Canadians resorted to sharing screenshots of news copy on social media during last year’s abnormal wildfire season. On August 1, the tech behemoth introduced a news ban in Canada, amid a state of public emergency.

Owing to Bill C-18, the Online News Act, a pop-up notification prevents posts from anyone trying to share stories and inform their friends and family impacted by out-of-control wildfires.

The censor prevents residents from sharing critical news sources as the disasters unfold, including wildfire locations and evacuation plans.

However, Smith said television and radio adopt an ‘all hands on deck approach’ when emergencies hit to relay news. 

“Often what you'll find is that news entities will turn over all their coverage to make sure that people have the information that they need,” she said.

The premier also conveyed that the province has several mechanisms at its disposal to relay information promptly.

“We do situation reports so that we're able to give information that way, and we've also done telephone town halls for affected communities,” Smith told Rebel.

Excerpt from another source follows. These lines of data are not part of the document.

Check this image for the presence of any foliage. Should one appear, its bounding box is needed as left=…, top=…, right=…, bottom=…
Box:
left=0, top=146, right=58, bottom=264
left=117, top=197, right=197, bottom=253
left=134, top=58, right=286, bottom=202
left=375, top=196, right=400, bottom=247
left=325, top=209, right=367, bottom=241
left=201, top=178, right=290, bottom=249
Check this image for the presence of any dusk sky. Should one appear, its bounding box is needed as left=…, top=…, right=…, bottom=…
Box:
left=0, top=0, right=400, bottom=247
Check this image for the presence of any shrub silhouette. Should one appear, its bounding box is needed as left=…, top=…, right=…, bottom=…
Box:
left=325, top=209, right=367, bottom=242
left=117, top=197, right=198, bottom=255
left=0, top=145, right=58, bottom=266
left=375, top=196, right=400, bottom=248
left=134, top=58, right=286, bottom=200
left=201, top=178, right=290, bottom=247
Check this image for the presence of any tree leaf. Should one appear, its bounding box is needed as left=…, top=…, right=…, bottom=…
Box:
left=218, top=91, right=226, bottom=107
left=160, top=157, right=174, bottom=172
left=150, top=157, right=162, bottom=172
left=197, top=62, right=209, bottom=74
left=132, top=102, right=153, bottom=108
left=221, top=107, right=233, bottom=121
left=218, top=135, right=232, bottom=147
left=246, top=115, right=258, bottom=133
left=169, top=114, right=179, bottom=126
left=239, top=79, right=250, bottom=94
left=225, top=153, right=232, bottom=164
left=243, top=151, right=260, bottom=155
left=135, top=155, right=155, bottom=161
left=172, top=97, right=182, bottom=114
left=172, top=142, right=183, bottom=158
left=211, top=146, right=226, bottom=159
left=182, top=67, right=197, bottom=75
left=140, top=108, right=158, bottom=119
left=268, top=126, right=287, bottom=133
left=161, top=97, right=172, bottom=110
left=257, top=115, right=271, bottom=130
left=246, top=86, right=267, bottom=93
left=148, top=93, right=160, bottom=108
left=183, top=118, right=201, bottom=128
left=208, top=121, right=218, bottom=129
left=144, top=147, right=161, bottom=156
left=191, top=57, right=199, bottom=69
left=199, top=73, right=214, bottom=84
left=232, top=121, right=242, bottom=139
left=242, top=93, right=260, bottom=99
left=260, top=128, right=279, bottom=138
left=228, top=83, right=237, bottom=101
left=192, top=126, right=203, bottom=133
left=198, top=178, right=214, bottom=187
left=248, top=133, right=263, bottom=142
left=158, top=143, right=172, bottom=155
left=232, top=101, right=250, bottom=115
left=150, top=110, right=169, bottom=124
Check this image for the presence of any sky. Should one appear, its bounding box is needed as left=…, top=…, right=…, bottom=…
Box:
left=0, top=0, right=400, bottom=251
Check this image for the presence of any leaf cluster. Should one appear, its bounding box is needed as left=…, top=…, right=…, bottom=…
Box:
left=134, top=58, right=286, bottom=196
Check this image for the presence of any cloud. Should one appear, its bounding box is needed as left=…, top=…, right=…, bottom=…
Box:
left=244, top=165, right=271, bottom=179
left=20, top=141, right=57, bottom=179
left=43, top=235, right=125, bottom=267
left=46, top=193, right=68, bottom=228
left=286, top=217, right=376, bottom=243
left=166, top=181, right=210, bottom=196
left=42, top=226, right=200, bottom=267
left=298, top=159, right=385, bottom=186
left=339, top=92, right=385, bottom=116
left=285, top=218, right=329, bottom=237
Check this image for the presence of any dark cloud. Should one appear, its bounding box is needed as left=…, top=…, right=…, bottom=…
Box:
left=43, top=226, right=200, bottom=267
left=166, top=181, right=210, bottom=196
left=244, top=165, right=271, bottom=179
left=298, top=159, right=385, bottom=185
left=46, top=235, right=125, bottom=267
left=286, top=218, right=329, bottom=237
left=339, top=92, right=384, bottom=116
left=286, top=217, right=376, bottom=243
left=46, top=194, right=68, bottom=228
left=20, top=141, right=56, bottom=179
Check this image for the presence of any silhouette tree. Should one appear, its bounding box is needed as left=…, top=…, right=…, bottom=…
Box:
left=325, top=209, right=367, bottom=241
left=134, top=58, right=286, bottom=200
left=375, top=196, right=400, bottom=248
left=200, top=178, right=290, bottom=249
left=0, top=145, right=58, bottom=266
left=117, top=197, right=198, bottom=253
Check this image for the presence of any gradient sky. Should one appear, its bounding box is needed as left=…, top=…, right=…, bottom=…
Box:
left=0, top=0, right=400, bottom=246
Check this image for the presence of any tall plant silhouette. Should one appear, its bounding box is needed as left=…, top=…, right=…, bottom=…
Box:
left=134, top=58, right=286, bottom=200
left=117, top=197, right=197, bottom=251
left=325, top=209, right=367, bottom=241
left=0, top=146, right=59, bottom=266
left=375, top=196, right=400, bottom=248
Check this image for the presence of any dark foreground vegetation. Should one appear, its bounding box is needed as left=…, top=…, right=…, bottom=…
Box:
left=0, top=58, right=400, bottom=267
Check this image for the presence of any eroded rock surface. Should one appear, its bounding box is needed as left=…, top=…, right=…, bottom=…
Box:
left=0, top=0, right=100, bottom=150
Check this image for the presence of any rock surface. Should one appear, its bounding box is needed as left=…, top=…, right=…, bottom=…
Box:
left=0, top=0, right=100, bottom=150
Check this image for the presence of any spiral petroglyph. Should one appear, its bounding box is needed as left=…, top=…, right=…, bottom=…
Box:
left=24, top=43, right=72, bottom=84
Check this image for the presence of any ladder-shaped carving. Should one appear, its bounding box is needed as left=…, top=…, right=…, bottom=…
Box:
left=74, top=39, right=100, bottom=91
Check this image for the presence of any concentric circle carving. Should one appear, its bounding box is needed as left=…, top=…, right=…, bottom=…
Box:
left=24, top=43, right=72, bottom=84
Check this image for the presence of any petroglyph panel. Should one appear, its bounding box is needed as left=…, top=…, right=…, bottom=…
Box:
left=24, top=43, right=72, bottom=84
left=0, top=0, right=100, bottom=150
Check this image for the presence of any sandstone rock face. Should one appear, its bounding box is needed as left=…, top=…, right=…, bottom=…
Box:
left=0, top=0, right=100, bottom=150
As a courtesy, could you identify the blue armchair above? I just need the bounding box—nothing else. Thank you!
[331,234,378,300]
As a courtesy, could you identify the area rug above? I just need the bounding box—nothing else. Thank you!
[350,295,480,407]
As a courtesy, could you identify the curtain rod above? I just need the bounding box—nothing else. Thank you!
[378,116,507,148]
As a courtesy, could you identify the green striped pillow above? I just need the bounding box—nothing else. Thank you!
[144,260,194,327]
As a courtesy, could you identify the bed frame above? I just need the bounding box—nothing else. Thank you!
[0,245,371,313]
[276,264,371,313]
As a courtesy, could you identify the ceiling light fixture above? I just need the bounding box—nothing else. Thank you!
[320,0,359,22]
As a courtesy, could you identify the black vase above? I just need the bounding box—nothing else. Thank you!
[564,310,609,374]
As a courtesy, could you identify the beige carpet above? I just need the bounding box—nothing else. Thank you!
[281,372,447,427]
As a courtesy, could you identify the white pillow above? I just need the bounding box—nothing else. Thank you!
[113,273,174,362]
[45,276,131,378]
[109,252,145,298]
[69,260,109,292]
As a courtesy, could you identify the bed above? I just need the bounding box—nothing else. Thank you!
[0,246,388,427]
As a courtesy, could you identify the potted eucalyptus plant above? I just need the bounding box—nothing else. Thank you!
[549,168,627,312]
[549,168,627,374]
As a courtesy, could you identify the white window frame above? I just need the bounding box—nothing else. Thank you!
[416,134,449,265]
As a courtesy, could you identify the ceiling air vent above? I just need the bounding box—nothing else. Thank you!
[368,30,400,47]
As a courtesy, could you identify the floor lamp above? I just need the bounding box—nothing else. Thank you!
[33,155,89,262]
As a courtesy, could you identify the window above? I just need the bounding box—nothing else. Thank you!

“When we have a major disaster, we make our officials available on a daily basis to be able to give updates sometimes more frequently,” she added.

One resident told CBC News she decamped twice last summer as out-of-control wildfires eviscerated the N.W.T. and threatened lives. 

A wildfire is classified as out of control at approximately 1,500 hectares.

Delaney Poitras of Fort Smith, N.W.T., left for Hay River on August 19, and was on the move again the following day for an evacuation centre in Leduc, Alberta. “I've never been evacuated in my life, and to do it twice in 24 hours, it was scary,” she said.

She attributed the scuffle between Meta and the federal government for antagonizing an already difficult situation, with thousands left in the dark.

Prime Minister Justin Trudeau and Heritage Minister Pascale St-Onge accused Meta of putting ‘profits before safety.’

St-Onge condemned the news censor with tens of thousands of Canadians fleeing their homes to escape raging wildfires. “We need more news right now, not less,” said the minister.

At the time, N.W.T. evacuated its capital, Yellowknife—home to 25,000 residents. Tens of thousands more fled their homes in Alberta under duress.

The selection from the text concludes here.